La paralinguistica riguarda tutte le emissioni vocali che non siano riconducibili strettamente a “parole”, e comprende: 

  • il tono della voce; 
  • il volume; 
  • i silenzi; 
  • le pause; 
  • il ritmo del parlato; 
  • le interiezioni (brevi emissioni, come “ehm”, “uhm”…). 

Essa stabilisce la punteggiatura del parlato e contribuisce a trasmettere le informazioni emotive.
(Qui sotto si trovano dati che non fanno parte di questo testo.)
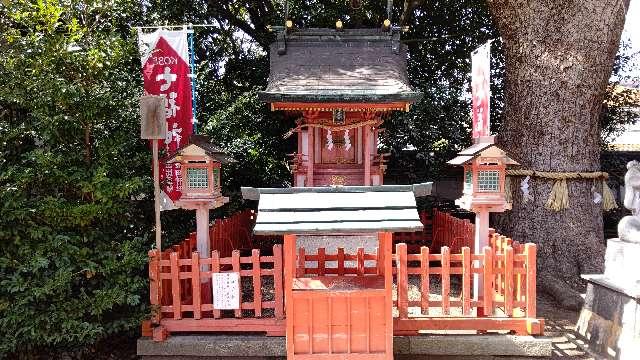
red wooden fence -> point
(183, 302)
(440, 229)
(509, 290)
(181, 293)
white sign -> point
(226, 291)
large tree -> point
(559, 57)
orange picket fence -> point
(182, 296)
(508, 291)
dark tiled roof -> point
(324, 65)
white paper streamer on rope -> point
(597, 198)
(524, 186)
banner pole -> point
(156, 190)
(192, 66)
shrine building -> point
(340, 84)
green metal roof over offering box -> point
(330, 210)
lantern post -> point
(483, 190)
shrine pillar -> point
(202, 234)
(310, 157)
(367, 155)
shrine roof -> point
(330, 210)
(325, 65)
(209, 148)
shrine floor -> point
(560, 342)
(237, 347)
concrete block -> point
(481, 345)
(214, 345)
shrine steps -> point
(254, 347)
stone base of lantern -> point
(610, 317)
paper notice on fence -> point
(226, 291)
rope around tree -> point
(559, 195)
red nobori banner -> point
(165, 69)
(480, 91)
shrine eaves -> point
(339, 84)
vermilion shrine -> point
(340, 86)
(337, 255)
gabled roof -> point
(210, 149)
(325, 65)
(476, 150)
(330, 210)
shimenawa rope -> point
(559, 195)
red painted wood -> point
(278, 281)
(424, 280)
(215, 268)
(466, 281)
(195, 285)
(235, 262)
(402, 280)
(175, 286)
(530, 252)
(257, 282)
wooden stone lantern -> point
(485, 167)
(200, 163)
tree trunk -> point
(559, 57)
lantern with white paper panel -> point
(484, 176)
(200, 164)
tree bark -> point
(559, 57)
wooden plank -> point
(321, 262)
(424, 280)
(277, 281)
(155, 285)
(446, 278)
(195, 285)
(386, 239)
(302, 261)
(360, 262)
(487, 276)
(466, 280)
(289, 271)
(530, 252)
(402, 280)
(235, 263)
(269, 325)
(215, 268)
(257, 282)
(175, 286)
(508, 281)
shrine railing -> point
(440, 229)
(181, 292)
(433, 290)
(507, 299)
Messaggi quali “sono teso”, “sono arrabbiato” o “sono ben disposto” trasudano più dal sistema paralinguistico (percepibile dal suono, a livello uditivo) che dal sistema linguistico (parole e frasi).  

Una frase può portare con sé significati completamente diversi in base all’enfasi posta su parole e al tono di voce. 

Training non verbale

L’addestramento all’uso del paralinguistico richiede un training sull’uso strategico delle pause e dei toni. In generale, la formazione per il non verbale prevede l’accesso a tutti i repertori delle tecniche teatrali e dell’attore: il metodo Stanislavskij e altri metodi di formazione teatrale sono gli unici veramente in grado di agire in profondità sulla formazione e sulla trasformazione dei comportamenti espressivi degli adulti. 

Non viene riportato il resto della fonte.